The Line-Obliterating Grace of Christmas
This week a young man asked his mother a question, “Can people who shoot people go to heaven?” She responded with some thoughts on grace, but He kept pressing and said, “Mom, there has to be a line at which God says ‘you crossed it, you’re going down.” To be honest that question redirected my thoughts for the Christmas Eve message. Take the question out of its Newtown setting and I think we all struggle with the questions of lines.
Is there a line beyond which God’s grace cannot extend? Where is the line? Have I crossed it? Am I close? Has someone I care about crossed that line? If I crossed it, can I ever go back?

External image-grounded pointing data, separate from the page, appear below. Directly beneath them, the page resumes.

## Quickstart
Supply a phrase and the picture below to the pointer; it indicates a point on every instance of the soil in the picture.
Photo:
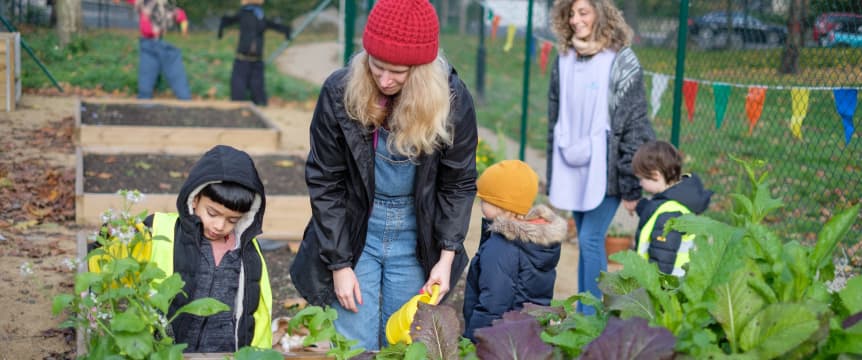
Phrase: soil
(37, 217)
(167, 115)
(161, 173)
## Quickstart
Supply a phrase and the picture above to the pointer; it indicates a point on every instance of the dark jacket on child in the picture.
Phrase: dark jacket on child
(515, 264)
(247, 75)
(663, 249)
(243, 266)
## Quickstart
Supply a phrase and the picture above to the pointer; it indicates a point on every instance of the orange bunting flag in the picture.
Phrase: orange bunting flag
(754, 105)
(495, 23)
(689, 92)
(543, 56)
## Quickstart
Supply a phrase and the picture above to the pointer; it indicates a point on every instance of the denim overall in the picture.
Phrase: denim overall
(388, 271)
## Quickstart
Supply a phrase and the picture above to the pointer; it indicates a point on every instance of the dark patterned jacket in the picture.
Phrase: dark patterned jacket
(630, 126)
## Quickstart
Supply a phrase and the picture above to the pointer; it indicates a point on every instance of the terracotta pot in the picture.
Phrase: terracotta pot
(615, 244)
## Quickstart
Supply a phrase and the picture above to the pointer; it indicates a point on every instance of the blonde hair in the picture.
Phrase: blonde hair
(610, 28)
(420, 113)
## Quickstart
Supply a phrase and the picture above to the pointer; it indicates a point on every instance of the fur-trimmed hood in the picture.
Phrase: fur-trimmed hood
(540, 226)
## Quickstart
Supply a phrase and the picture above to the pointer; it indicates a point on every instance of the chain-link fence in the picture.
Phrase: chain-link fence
(770, 80)
(775, 80)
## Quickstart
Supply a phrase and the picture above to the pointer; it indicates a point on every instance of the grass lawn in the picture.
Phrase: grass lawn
(815, 175)
(109, 59)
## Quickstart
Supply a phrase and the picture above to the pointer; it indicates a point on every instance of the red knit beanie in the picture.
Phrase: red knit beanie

But isn’t Christmas a reminder of the lines that God will cross. In fact at the heart of Christmas we discover the wild grace of God that obliterates the lines. There are no lines it cannot cross; no lines which can form a barrier to God’s grace. In the story of Jesus’ birth we catch a glimpse of how far his grace would go, but we didn’t understand the full extent. It’s not just the line between heaven and earth, it’s far more profound. Not till we moved from the manger to the cross, did we begin to understand how far grace driven by love would go. The cross obliterates every line. The cross is not on the other side of the line, it occupies the center and nothing can stop it.
That changes things. Think of the words you have heard in the last year. Newtown, fiscal cliffs, scandal, child abuse, cancer, funerals, divorce, hunger, poverty, Benghazi, suicide, sex slavery, unemployment, and Christmas; it reminds me of the old language game. “Which one of these words is not like the others?” The truth is when Christmas gets tacked on to the end of a dark world, it seems out of place, but Christmas was never meant to follow the “and” at the end of a list. Isaiah called Christmas, “the light shining in the darkness.” John called Christmas, “the beholding of the glory of God full of grace and truth.” Christmas is the turning point of hope, the coming down of heaven to earth, the peace-is-coming event.

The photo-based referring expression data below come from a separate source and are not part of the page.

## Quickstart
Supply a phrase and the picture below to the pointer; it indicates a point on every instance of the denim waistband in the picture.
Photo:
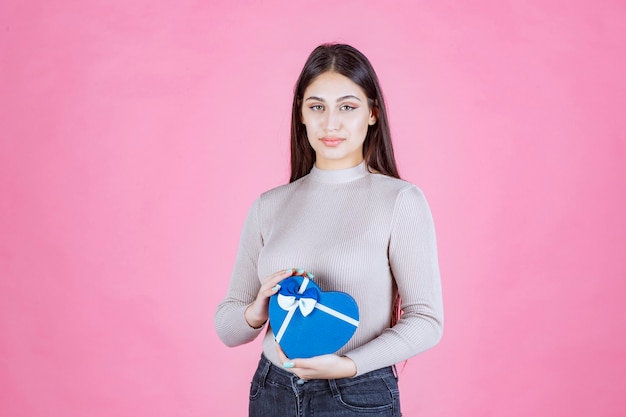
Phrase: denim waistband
(267, 370)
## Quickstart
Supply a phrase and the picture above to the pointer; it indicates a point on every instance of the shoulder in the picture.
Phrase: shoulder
(396, 186)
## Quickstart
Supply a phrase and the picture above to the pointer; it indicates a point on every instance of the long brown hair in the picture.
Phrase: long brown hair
(349, 62)
(377, 148)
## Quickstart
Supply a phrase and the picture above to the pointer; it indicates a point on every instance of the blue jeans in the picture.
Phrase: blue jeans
(275, 392)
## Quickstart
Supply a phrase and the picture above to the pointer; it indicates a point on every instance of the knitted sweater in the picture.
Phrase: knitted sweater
(362, 233)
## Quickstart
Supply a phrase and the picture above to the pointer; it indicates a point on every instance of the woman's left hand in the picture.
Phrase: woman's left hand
(319, 367)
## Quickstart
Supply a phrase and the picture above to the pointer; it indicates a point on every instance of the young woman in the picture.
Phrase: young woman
(348, 220)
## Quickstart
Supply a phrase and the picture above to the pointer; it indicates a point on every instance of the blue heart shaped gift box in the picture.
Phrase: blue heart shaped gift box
(307, 321)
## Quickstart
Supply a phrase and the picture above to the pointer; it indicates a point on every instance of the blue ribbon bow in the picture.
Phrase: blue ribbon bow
(290, 297)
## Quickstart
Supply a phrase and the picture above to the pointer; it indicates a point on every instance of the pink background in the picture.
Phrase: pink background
(134, 135)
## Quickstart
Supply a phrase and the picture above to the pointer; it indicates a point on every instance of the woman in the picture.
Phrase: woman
(348, 221)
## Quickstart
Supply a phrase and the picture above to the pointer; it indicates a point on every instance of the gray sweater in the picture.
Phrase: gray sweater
(357, 232)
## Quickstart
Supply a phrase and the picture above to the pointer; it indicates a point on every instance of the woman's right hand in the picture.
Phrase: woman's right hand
(256, 314)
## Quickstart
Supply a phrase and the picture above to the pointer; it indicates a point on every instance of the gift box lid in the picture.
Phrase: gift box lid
(307, 321)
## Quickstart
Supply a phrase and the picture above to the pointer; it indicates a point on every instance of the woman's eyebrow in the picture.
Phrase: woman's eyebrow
(348, 97)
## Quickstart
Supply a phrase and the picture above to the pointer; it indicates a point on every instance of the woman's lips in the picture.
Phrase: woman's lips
(331, 141)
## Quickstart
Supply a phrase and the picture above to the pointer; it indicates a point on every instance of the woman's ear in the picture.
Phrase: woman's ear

And Christmas is the wild, line-obliterating grace of God let loose in the world.
Please understand the existence of this wild, line-obliterating grace does not diminish the tragedy of darkness and evil, but rather the darkness simply reveals the glory of this grace. If this grace is not wild enough to forgive us for our evil, it will never be strong enough to heal us in our hurts. As we look back over the last year, we see the darkness, but light fills our hearts and minds. Everywhere we look we see Christ-light shining in the darkness.
I have watched people foster children, sponsor and adopt children. I have listened to people who have shared the message of hope with their friends. I have served beside those who are giving their time and their money to bless people in need. I have listened to the stories of wild grace let loose in the land. It gives me hope. For darkness is simply the absence of light and there is so much light. Lines are simply the absence of grace and there is so much grace. It is my hope and prayer that the light and the grace of Christ would simply blow you this Christmas — in fact that it would blow you well into 2013, because that would mean that we had the best Christmas ever!